A alma e a cítara / 26 – Há também um desperdício bom de tempo e de coisas ao serviço de relações grandes e verdadeiras.

Luigino Bruni

Original italiano publicado em Avvenire em 27/09/2020.

«O que mais me confortava e alegrava vinha-me do conforto dos amigos… as conversas, as gargalhadas em companhia, a troca de cortesias afetuosas, as desavenças ocasionais, sem rancor, como de cada homem consigo mesmo e os mais frequentes consensos, temperados pelas mesmas raríssimas desavenças; ser cada um, ora mestre, ora discípulo, do outro; a saudade de quem está longe, os acolhimentos festivos de quem volta».

Santo Agostinho, Confissões, IV

O Salmo 133 é conhecido como o salmo da fraternidade que, enquanto nos fala da beleza da fraternidade do sangue, anuncia-nos uma fraternidade diferente do espírito.
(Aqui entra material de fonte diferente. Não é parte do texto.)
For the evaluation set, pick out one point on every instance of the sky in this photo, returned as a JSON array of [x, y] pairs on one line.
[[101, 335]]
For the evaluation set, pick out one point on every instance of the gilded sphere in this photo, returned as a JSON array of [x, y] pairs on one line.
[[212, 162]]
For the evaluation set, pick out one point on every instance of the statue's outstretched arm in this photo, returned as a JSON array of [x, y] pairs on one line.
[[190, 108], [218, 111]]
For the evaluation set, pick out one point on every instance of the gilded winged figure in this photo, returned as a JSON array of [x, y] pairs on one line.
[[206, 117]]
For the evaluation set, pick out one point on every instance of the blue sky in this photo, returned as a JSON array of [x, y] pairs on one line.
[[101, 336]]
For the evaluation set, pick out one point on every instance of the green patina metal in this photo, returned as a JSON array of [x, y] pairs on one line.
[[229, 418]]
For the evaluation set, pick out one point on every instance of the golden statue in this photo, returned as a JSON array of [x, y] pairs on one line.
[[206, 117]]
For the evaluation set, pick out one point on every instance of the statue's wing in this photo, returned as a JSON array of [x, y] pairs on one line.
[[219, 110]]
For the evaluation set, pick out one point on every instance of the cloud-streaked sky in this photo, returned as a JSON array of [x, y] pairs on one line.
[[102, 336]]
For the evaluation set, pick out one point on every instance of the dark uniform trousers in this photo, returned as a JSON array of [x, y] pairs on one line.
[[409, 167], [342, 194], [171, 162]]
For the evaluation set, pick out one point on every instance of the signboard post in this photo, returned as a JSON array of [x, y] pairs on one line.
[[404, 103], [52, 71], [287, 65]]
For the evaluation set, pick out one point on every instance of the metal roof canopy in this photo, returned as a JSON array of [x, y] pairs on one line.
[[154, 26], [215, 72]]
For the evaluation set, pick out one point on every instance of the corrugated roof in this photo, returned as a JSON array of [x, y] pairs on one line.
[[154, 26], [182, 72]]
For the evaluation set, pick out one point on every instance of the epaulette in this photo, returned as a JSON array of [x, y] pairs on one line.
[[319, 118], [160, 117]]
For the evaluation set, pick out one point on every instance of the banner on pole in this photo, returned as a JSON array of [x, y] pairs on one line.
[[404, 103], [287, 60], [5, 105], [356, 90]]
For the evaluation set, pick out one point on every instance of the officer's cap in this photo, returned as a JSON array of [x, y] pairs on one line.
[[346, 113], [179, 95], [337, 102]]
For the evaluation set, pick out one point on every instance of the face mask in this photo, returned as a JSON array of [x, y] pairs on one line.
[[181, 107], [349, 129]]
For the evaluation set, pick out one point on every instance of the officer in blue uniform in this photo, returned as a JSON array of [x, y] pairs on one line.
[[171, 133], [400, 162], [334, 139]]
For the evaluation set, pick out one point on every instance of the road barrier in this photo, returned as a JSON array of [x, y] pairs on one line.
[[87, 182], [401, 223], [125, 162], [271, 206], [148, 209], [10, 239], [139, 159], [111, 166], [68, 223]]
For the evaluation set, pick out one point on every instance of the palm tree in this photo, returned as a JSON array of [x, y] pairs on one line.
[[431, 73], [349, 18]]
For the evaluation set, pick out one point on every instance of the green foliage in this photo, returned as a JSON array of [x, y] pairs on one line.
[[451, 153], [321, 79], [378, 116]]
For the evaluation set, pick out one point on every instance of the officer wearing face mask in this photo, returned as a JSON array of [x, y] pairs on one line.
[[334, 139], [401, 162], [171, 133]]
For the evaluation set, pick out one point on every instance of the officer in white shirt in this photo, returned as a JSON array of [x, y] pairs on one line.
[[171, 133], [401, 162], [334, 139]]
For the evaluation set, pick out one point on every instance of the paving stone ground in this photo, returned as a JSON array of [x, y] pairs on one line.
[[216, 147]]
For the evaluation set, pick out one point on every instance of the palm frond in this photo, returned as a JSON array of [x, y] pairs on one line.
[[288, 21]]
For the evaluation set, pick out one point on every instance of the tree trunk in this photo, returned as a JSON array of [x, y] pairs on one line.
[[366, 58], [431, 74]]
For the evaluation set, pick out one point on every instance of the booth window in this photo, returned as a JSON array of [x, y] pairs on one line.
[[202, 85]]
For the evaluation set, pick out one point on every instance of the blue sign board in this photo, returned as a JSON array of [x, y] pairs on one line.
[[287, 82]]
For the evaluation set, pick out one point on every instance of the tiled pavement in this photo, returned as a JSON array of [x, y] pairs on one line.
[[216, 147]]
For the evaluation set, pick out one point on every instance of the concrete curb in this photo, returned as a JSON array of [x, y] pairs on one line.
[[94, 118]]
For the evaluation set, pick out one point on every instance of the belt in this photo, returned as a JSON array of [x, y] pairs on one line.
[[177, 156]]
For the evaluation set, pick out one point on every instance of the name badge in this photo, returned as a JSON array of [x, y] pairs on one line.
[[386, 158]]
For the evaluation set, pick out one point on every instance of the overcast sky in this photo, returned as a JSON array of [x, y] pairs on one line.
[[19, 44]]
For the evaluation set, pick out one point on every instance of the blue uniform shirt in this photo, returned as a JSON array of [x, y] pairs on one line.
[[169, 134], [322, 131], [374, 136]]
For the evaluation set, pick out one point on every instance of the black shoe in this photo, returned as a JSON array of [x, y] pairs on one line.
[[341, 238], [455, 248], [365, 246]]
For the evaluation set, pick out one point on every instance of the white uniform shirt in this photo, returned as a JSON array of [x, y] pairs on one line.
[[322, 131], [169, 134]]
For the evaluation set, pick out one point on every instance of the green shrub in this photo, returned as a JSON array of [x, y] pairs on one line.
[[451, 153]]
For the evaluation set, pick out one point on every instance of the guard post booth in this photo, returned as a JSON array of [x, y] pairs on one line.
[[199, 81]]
A fraternidade é uma grande palavra da Bíblia porque é uma grande palavra da vida. É um outro nome da felicidade. Os irmãos e as irmãs fazem parte da paisagem normal de casa, são componente essencial da nossa vida. O amor pelos irmãos e pelas irmãs não tem a característica do eros nem da philia (nem sempre somos amigos dos nossos irmãos, mas amamo-los muito). É um outro amor, diferente e especial, que usa a linguagem da carne e das vísceras (e, nisto, assemelha-se ao amor pelos pais). Uma nota típica da fraternidade é a dor visceral que sentimos quando uma irmã ou um irmão adoece, quando sofre, quando é ofendido ou humilhado – ver uma irmã sofrer é para nós, homens, uma das dores maiores. Há também uma alegria típica e especialíssima, talvez uma das maiores sobre a terra. É a que experimentam os pais, sobretudo as mães, quando vêm que os seus filhos se amam, quando os vêm a estimarem-se reciprocamente, a abençoarem-se um ao outro, a consolarem-se, defenderam-se, ajudarem-se, a fazer festa juntos.

Não surpreende que a Bíblia, para dizer a bênção-felicidade maior de Job, diga que os seus filhos e as suas filhas almoçavam juntos: «Os seus filhos costumavam ir, cada dia, à casa uns dos outros, para fazerem banquetes, e mandavam convidar as suas três irmãs para comerem e beberem com eles» (Jb 1, 4). Aqui, é importante a referência às irmãs porque, se já e bonito encontrarem-se para fazer festa entre irmãos, é estupendo encontrarem-se entre irmãos e irmãs, quando as raparigas e as mulheres, com a sua típica graça, exaltam a charis e a festa da casa. Esta típica alegria pela concórdia dos filhos aumenta com os anos, porque, se é bonito ver as próprias crianças e adolescentes quererem-se bem, muito mais bonito é vê-los amarem-se como adultos, quando crescem as distâncias e os motivos para os dissabores e as divisões. Talvez não haja fim de vida mais bonito, para um pai, que ver filhos e filhas que conservaram o amor recíproco; como é um amor maior, que se pinta de todas as cores do ágape, o de um filho que prefere renunciar aos legítimos interesses apenas para evitar este sofrimento especial aos próprios pais.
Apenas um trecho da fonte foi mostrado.